En el centro de una doble escalinata, un enorme lagarto o dragón da la bienvenida a los visitantes. Se puede observar que la decoración de toda esta zona está realizada con el revestimiento que tantas veces utilizó en sus obras. Baldosas rotas de forma irregular, que se acomodaban perfectamente a las superficies curvas que creaba el genial arquitecto.

   

 


 

 

 

  Gaudí se negó rotundamente a allanar el monte para trazar los caminos. Por el contrario, aprovechando las irregularidades del terreno, creó senderos que cubrió con soportales sostenidos por columnas inclinadas. A pesar de la aparente delgadez de estas, que recuerdan troncos de palmeras, han resultado de una extraordinaria resistencia a las agresiones meteorológicas. Al emplear las propias piedras del lugar, consiguió, más aún, que la arquitectura fuera parte integrante del paisaje natural.

 

La UNESCO nombró al Parque Güell, en 1984, monumento artístico de protección internacional.

 

Eusebi Güell, empresario, político y miembro de una prestigiosa familia de la alta burguesía catalana, fue para Gaudí un verdadero mecenas. Gracias a él pudo realizar varias obras, entre ellas el Parque Güell, donde su creatividad pudo ser desarrollada con absoluta libertad.

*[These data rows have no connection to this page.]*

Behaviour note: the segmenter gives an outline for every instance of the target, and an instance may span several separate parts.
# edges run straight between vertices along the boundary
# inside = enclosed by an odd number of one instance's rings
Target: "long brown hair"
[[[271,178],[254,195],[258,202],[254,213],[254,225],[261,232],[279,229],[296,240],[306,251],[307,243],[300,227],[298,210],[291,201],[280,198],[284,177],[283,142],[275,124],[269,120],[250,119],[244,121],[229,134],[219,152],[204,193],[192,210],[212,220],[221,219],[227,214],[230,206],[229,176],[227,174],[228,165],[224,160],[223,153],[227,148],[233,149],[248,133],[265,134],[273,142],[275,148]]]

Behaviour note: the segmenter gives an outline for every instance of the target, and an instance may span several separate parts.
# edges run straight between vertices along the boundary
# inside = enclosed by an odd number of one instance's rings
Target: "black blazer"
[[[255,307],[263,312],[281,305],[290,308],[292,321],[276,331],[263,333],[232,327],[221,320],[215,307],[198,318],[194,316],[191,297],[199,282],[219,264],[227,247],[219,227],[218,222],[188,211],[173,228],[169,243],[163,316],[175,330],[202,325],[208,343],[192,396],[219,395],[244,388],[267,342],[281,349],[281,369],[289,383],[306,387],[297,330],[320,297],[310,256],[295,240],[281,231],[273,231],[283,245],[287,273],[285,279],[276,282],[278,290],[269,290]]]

El proyecto inicial consistía en construir una modélica urbanización de lujo en las afueras de Barcelona. Esta fastuosa ciudad-jardín estaba prevista para 60 viviendas unifamiliares. Aunque Gaudí volcó en esta obra, una vez más, su prodigiosa fantasía, el proyecto resultó un estrepitoso fracaso comercial. Sólo se vendieron dos parcelas. Gracias a esta falta de aceptación, años después, esta zona se convirtió en un parque público de Barcelona.

 

 

 

 

 

 

 

 

 

 

Tras subir esta escalera, se accede a un gran espacio cubierto, sostenido por 86 columnas dóricas, que estaba previsto para dedicarlo a los puestos de mercado donde podrían proveerse los habitantes de la futura ciudad-jardín. Los bellísimos rosetones del techo están realizados con trozos multicolores de baldosas y de cristales.

 

 

En la gran plaza llamada del teatro griego, sustentada por las citadas columnas con capiteles dóricos, un largo y serpenteante banco decorado a la manera gaudiniana, cierra los límites de su superficie. Para la construcción de este banco, así como para otros elementos decorativos de su obra, contó Gaudí con la destacadísima colaboración de Josep M. Jujol, también arquitecto.


 

Crear una urbanización residencial en una zona casi libre de vegetación -por ese motivo se llamada Montaña Pelada- con grandes desniveles, suelo pedregoso y carente de fuentes naturales, parecía una obra imposible en aquella época. Gaudí resolvió, uno a uno, todos los problemas que se le presentaron, desde la recogida de aguas pluviales al aprovechamiento de las pendientes para construir serpenteantes caminos.

 

 

Este pabellón situado a la entrada del parque, y destinado a portería, está construido con piedras del mismo lugar, revestidas en su parte superior por mosaicos. El colorido de esta cubierta fue elegido teniendo en cuenta el cromatismo del entorno. Las formas irregulares del techo parecen recordar las escamas y rugosidades de un extraño monstruo. Este pequeño edificio parece sacado de un cuento de hadas.